NHLPA offers new proposal to end lockout; Donald Fehr transcript
I may have a full text of the the union's proposal to post here later, but for now, here's the news:
The NHLPA this morning presented a "comprehensive" five-year proposal aimed at ending the NHL lockout, according to the union's executive director, Donald Fehr.
The proposal, which was made at the NHL's midtown offices, includes a formula for dividing future revenues on a percentage basis, rather than on hard dollars, which is what the league had requested as the basis for further talks to break the stalemate, which has entred its third month. The NHL took a recess to review the plan and will resume talks sometime after 1:30 p.m., Fehr said. "It's an effort about as good as we can do to try to see if an agreement can be reached."
Fehr said that rather than being $900 million to $1 billion apart on the players share, according to Commissioner Gary Bettman, the figure is now $182 million over the life of the proposed deal. He said the players have moved "far more than halfway" toward the NHL and now the league has to move toward them "if they want to reach an agreement.". No league representatives spoke after the morning session.

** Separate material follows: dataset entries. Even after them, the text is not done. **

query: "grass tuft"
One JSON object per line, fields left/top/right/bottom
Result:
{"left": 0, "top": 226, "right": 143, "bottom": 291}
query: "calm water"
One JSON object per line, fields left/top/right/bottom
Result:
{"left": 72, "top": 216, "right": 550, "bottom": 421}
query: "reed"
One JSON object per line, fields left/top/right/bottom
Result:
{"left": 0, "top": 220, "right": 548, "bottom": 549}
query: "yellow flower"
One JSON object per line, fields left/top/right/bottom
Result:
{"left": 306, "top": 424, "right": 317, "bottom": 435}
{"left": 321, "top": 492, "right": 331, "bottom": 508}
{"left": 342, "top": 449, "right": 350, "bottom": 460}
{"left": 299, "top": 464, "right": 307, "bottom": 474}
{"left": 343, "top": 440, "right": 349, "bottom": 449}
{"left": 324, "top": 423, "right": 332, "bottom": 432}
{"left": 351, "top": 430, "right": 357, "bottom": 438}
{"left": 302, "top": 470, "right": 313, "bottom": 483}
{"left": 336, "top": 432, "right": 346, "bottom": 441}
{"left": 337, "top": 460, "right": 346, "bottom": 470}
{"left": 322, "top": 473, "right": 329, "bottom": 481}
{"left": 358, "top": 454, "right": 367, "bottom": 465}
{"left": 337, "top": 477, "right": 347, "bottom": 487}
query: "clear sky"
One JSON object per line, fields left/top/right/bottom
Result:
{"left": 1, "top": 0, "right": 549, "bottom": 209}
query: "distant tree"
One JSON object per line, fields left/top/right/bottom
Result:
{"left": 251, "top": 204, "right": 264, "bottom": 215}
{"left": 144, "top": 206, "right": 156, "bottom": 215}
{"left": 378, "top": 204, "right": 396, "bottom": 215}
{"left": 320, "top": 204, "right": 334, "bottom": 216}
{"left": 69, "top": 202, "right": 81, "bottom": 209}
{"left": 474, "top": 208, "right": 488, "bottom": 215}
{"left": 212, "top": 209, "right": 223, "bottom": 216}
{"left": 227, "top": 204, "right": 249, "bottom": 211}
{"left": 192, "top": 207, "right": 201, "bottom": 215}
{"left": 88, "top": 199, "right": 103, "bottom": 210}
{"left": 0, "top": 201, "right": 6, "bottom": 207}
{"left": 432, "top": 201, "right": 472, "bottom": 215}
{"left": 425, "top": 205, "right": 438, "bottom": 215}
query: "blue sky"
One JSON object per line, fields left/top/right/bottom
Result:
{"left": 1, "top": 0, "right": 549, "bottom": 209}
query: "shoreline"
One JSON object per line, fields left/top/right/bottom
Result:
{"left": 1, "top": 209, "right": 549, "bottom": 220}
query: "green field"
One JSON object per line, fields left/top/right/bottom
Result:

It appears this is clearly another concession on the part of the players, who have lost several paychecks, although the NHL's sense of the numbers Fehr cited was not immediately available. On the key player contracting issues, however, it is believed the players held ground on free agency, contract limits and arbitration.
A quick transcript of Fehr's remarks follows:
“As you probably know from some stuff that apparently leaked out last night or this morning, the players made a new proposal today. It was comprehensive. It’s an effort about as good as we can do to try and see if there’s an agreement that can be reached. Gary had said that he thought after our last proposals that we were $900 million or $1 billion apart. We never thought that was true. But in any event, we have taken the lockout specifically into (account) and the proposal essentially has a difference of $182 million in the players’ share over five years between our proposal and theirs. We’ve moved far more than halfway, and our expectation is the NHL’s going to be willing to meet us if they want to reach an agreement. We’ve moved in their direction previously on a couple of the player contracting issues; the rest are very, very, very important to the players. What we did was give them the proposal. They indicated they’re gonna have a response to us a little later on. I think the target time for getting back together is around 1 o’clock, whether it’ll be then or a little before or a little after, I don’t know yet. So we’re gonna go back to our office and see you all in a little bit.”
“First of all, we never talk about our internal discussions. But you can rest assured that the views of all players are taken into account. Having said that, this proposal – we said when we made the last proposal that we would be prepared to take the effects of the lockout into account if we got an agreement on the structure. They didn’t want to do that. They wanted to take it into account first. So in a way, we did it ourselves, rather than doing it cooperatively with them, which would have been the preference.”
Was this a precentage-based proposal? “Yes.”
What are the financial differences?: “Gary said we were $900 million or $1 billion apart. At the moment we are exactly $182 million apart. Over five years.”